Jules Of The Kitchen_CROPPED 2In this recipe series, we bring you recipes by Julia Toon, culinary motivator and author of the book ‘Good Eating: A Taste of Qatar’. New recipes every week, straight from Jules of the Kitchen.


Fig and Blackberry Frangipane Tart

A delicious combination of fresh figs, blackberry jam and almond cake encased in a rich, buttery shortcrust pastry. The perfect dessert for those with a sweet tooth. All the tart needs is a touch of ice cream, double cream or Greek yoghurt to send your tastebuds to heaven.

Serves 6
Preparation time: 1 hour +
Cooking time: pastry 30mins, final 1hr
Oven temperature: 200ºC pastry, 150ºC final

INGREDIENTS

Pastry

175g plain flour
75g butter – chilled
2 egg yolks plus 2 tbsp cold water

Filling

100g unsalted butter – softened
100g caster sugar
100g ground almonds
2 eggs
1 tbsp self-raising flour
8 ripe fresh figs
1 tbsp blackberry jam – warmed

INSTRUCTIONS

Pastry

Either make it by hand or place flour and butter in a food processor. Process until like fine breadcrumbs and bind together with egg yolk and water. Leave to rest for 15 minutes in the fridge and then line a well-greased flan tin. Bake in a hot oven for 20-30 minutes.

Allow it to cool.

Brush heavily with warm blackberry jam (sides and base). Leave to onside to be filled with a frangipane filling.

Filling

Place butter and sugar into a mixing bowl and with an electric hand whisk beat together.

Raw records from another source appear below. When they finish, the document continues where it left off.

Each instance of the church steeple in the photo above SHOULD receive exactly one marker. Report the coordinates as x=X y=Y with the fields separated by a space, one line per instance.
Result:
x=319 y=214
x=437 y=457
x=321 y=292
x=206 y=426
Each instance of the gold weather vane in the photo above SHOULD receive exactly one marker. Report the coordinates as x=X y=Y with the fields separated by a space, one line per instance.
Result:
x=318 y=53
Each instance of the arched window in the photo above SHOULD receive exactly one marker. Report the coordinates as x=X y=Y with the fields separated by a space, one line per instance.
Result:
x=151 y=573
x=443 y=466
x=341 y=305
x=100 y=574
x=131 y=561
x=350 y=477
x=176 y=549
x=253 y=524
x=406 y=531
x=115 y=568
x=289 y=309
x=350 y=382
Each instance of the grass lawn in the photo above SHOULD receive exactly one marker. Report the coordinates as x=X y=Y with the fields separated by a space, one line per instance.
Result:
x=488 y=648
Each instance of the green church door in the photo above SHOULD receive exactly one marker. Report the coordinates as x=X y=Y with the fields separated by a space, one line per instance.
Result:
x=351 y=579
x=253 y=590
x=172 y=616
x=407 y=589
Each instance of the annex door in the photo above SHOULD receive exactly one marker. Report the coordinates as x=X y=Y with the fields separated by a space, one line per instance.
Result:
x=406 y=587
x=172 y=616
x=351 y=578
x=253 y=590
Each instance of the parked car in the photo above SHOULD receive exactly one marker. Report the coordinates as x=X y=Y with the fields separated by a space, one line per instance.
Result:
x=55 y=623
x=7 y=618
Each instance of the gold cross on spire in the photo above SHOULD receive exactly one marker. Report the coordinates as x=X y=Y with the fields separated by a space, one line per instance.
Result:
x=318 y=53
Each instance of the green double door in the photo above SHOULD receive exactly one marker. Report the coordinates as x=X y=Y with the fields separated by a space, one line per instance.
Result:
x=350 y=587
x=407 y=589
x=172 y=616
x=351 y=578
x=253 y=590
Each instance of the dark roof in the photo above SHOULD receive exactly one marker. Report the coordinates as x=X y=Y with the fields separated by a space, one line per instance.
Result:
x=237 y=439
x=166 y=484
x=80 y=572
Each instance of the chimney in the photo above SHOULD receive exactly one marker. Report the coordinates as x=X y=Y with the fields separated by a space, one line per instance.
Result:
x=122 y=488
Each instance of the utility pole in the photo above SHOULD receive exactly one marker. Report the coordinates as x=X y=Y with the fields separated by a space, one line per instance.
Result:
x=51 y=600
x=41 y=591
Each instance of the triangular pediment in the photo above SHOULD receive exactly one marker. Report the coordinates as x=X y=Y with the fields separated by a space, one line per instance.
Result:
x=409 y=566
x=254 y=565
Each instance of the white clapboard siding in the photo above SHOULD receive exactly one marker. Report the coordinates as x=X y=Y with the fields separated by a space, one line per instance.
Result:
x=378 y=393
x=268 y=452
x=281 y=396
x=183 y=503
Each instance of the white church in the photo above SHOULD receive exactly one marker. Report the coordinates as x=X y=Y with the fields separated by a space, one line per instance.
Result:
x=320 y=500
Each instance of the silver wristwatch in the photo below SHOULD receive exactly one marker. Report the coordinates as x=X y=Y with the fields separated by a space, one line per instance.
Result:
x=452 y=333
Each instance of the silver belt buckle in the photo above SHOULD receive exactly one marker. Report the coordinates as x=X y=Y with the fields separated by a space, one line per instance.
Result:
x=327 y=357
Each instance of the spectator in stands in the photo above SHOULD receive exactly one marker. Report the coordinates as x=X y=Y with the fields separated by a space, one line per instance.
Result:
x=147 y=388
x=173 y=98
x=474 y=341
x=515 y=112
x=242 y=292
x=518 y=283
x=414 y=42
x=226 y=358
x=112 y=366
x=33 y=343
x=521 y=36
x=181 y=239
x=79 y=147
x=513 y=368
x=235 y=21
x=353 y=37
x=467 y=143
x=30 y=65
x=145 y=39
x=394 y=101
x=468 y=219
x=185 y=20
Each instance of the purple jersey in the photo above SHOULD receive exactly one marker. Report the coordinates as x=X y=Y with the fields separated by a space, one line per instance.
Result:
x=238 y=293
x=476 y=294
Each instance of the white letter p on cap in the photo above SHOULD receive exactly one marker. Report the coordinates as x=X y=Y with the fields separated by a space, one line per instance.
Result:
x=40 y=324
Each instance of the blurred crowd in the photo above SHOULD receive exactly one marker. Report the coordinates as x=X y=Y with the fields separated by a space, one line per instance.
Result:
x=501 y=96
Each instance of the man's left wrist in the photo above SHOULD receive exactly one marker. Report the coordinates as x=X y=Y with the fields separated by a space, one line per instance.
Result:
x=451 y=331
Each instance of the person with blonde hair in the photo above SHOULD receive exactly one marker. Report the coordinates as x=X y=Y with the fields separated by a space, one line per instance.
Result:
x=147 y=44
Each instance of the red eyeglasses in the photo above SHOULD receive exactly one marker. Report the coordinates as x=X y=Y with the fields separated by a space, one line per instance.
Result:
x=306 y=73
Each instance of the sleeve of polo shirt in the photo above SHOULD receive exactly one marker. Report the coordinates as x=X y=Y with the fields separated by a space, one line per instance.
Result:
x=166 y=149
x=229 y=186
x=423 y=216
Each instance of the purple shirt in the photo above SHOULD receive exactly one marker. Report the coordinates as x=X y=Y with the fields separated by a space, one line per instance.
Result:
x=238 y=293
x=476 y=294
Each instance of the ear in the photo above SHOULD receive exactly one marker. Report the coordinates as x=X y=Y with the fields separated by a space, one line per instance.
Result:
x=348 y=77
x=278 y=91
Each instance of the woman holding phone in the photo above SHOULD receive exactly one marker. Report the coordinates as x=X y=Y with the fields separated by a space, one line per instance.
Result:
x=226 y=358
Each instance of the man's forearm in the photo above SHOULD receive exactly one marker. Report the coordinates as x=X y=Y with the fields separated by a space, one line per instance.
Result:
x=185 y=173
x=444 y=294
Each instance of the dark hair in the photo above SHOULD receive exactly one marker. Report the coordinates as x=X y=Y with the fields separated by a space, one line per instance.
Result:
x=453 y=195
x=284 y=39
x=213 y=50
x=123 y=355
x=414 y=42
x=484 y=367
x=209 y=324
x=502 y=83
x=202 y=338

Add eggs and fold in almonds and self-raising flour.

Spoon this mixture into your prepared pastry flan tin and place the quartered fresh figs on top – pushing them into the almond mixture with your finger.

Bake

Place the tart into a cooler oven, temperature 150º C and bake slowly for up to 1 hour or until firm to the touch.

Serve

Delicious hot, warm or cold either on its own or accompanied with a spoonful of whipped cream, ice cream or Greek yoghurt.

Jules Tips: If the top of the tart is beginning to brown too much during cooking wet a piece of non-stick paper or greaseproof paper, squeeze out the excess water, and lay it gently over the top of the tart. Leave it there until it has finished baking. This tart can be made the day before and looks even more spectacular if the recipe is doubled up and baked in a larger flan dish. I recommend using a 24 cm loose-bottomed flan tin or attractive china flan dish.